Un pratique, mais étiquette inexacte
Les gens du cinquième, Les VIe et VIIe siècles ne se considéraient certainement pas comme des Anglo-Saxons et n'en auraient pas compris la description. La migration vers le Royaume-Uni a eu lieu dans la préhistoire profonde, tout au long des périodes romaine et post-romaine – un fait que la classique Mary Beard a été fustigé pour avoir défendu sur Twitter en août.
La migration s'est ensuite poursuivie avec la colonisation viking aux IXe et XIe siècles. La migration hollandaise et européenne en Angleterre était présente tout au long du Moyen Âge et particulièrement prononcée aux XVIe et XVIIe siècles lorsque les tisserands flamands fuyaient les persécutions religieuses.
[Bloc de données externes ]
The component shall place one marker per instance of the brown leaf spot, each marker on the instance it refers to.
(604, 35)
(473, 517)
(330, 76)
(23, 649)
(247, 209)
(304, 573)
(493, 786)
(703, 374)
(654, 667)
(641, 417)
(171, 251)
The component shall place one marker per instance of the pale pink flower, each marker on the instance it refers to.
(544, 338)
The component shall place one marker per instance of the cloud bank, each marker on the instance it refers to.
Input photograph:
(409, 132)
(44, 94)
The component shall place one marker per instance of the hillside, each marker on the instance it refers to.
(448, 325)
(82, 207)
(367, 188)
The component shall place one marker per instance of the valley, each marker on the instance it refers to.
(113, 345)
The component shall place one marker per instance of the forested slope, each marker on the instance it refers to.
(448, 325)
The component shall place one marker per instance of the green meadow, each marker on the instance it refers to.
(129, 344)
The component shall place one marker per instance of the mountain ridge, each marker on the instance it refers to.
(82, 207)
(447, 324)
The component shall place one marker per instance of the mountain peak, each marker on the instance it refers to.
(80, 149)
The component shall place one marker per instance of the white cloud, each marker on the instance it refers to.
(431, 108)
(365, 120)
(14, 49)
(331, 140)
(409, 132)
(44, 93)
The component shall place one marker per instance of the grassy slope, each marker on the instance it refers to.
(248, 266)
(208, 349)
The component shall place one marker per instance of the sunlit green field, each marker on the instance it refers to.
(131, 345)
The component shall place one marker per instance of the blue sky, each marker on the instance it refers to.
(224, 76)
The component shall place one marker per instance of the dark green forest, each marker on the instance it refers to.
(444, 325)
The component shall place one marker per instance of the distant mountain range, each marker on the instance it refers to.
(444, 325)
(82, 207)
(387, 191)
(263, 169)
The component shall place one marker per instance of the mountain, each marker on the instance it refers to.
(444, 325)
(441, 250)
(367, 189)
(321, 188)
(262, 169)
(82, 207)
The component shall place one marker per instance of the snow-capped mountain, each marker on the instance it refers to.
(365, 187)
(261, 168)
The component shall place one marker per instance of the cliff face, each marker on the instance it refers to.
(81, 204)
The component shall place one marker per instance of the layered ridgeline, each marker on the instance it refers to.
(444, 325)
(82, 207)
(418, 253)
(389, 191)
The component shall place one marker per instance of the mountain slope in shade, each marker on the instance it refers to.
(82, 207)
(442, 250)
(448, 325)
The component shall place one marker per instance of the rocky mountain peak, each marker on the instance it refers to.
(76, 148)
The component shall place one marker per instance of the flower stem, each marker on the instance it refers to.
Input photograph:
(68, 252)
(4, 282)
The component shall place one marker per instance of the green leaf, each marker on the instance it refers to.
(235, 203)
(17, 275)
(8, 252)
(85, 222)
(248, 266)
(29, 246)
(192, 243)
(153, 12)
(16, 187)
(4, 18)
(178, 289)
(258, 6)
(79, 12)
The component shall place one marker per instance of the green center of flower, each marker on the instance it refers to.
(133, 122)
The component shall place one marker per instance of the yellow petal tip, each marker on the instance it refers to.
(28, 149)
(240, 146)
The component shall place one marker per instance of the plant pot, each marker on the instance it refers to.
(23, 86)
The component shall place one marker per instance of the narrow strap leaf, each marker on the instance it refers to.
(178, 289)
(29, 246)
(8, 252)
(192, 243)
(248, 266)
Aujourd'hui, le terme anglo-saxon est une étiquette commode pour ceux qui s'opposent à une future immigration. Alors qu'il décrit collectivement une certaine culture post-romaine et du début du Moyen Âge, il n'a jamais décrit avec précision une ethnie biologique ni un peuple autochtone. Les preuves ADN indiquent un peuple intégré d'ascendance mixte qui a vécu côte à côte.
L'ascendance anglo-saxonne est un mythe anglais moderne - les Anglais ne descendent pas d'un seul groupe de personnes, mais de beaucoup et cela persiste dans notre culture et dans nos gènes.
Cet article a été initialement publié sur The Conversation. Lire l'article original.